Monday 18 January 2016

Solving Data Puzzles with Jodi Bloom
Using Human Eyes To Find Data Trends

Posted by at 5:20 PM in

Solving Data Puzzles with Jodi Bloom

I like to solve puzzles:  Sudoku, Jigsaw, Ken Ken, and even Algebra.

I approach data mining as if I am solving a puzzle – after all, data mining is just digging for data.  Sometimes, it seems I start with no picture or corners.  I sketch out a simple data table of column headers with some data in rows and maybe a grouping or two with totals. I go hunting in whatever database I’m working in for the fields I need to add to the report.  I then begin to formulate a basic starting point.

My father was a statistician and professor.  He taught research design and statistics in graduate schools. Yeah, heady stuff.  He explained to me that the human eye can interpret a column of data very quickly and with surprising accuracy when compared to some fancy statistical measurements.

Using his philosophy, once I have my columns and populate a report with some sample data, I begin to interpret with my eyes.  I start with high volume and high values such as percentages and outliers - - numbers that stick out.  Give it a try. You want to get a column and sort it first high to low on values, then calculate some %.  Scan the columns to look for logical grouping.  Group by a few different values until you see a trend that answers whatever question started you down this rabbit trail.

For example, let’s say you want to find out what procedures are paid the least in comparison to all procedures.  You will probably find a top 10 or 20.

  • Start by building a report with very basic information: Patient Account, Admit Date, Date of Service, Total Charges, Expected Payment, Actual Insurance Payment, Actual Patient Payment, Actual Write-off, ICD 9/10 Procedures #1, #2, #3, Surgeon, Attending provider, Patient Type and Department. Those columns will fit onto a landscape page so your eye can begin the interpretation.

Patient Account  Admit Date  Date of Service  Total Charges  Expected Payment  Actual Insurance Payment  Actual Patient Payment  Actual Write-off  ICD 9/10 Proc #1  ICD 9/10 Proc #2  ICD 9/10 Proc #3  Surgeon  Attending Provider  Patient Type Dept

Run the report for 1 to 3 months and sort by Total Payment and Total Charges. See a trend? Here are examples payment variance reports by detail and graphical summary.

  • Next, use a report writing tool like Crystal Reports and add some groupings like the Primary Procedure then to calculate % of total by volume and by charges. How about % by payment? Or subtract expected from actual payment and trend by the variance. Hide the detail rows and look at the trends.See anything?

  • Add a grouping by provider. Look at the same % with and without breakdown by procedure.Are providers similarly profitable? You might need costing info, but charges and payments will give you a good place to start.The question by provider is how they compare to each other; who has the highest volume and either highest revenue or lowest cost.

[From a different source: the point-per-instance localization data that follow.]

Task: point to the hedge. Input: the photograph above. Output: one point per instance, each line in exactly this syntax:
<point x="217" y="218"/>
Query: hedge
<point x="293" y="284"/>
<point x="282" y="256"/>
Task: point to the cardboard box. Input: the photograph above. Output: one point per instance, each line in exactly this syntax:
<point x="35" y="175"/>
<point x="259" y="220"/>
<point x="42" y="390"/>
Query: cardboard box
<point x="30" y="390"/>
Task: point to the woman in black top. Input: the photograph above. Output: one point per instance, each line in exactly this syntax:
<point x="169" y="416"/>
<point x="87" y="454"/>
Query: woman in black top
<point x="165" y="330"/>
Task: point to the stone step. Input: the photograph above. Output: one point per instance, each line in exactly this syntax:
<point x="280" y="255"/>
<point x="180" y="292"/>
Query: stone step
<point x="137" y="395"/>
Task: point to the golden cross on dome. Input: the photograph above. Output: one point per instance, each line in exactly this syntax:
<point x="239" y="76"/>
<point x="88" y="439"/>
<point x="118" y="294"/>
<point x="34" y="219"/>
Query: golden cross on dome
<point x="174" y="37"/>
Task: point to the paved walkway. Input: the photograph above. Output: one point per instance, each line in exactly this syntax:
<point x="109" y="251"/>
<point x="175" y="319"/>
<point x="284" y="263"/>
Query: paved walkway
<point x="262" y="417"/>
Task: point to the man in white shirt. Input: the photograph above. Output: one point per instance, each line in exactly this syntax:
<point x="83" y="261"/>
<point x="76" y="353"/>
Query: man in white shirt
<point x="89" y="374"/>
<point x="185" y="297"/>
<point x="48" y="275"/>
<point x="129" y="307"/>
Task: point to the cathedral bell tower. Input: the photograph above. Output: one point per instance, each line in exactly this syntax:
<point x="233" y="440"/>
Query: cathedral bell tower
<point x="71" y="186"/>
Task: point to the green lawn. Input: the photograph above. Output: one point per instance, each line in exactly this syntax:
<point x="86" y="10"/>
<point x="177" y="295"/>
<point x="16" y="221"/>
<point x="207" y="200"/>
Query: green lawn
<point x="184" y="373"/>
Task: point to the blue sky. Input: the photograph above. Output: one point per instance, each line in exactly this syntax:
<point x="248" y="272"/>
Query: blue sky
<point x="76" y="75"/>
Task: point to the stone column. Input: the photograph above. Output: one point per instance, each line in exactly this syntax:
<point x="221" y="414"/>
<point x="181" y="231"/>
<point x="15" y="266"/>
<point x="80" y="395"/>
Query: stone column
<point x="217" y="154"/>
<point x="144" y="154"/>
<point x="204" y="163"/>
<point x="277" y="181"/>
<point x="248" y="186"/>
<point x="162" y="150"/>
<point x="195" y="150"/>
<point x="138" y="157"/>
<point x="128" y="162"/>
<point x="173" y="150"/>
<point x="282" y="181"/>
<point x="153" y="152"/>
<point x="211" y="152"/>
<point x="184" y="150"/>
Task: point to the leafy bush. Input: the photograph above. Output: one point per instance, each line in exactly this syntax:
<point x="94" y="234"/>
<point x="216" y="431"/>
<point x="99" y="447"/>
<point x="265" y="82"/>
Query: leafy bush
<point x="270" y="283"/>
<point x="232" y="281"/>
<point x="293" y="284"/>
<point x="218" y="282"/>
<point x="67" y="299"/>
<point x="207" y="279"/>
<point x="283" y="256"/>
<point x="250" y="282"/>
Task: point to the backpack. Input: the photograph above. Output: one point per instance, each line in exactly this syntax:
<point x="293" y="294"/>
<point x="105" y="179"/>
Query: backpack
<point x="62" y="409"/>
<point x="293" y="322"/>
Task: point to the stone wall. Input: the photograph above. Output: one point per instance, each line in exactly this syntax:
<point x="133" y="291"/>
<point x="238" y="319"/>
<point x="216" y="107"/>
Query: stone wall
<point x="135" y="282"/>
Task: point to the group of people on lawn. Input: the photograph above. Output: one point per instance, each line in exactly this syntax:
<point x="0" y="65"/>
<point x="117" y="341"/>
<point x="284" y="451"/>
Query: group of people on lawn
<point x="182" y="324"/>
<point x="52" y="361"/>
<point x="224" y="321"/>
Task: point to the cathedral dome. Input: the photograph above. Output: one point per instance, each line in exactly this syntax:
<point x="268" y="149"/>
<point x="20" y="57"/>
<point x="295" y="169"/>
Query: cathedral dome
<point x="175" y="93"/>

  • Try swapping out provider for insurance plan or contract. This is where it might get a little weird. You aren’t really looking for actual payments but to see the expected payment % by payor, if you have expected payment calculating in your system. What can you do with that one little field? A LOT! The question with payor data is first are they paying correctly?What payor has the highest volume? Other factors will include denial and underpayment rate, which affect cost to collect and AR days, and you might find more fields to trend or add to this dataset in another report.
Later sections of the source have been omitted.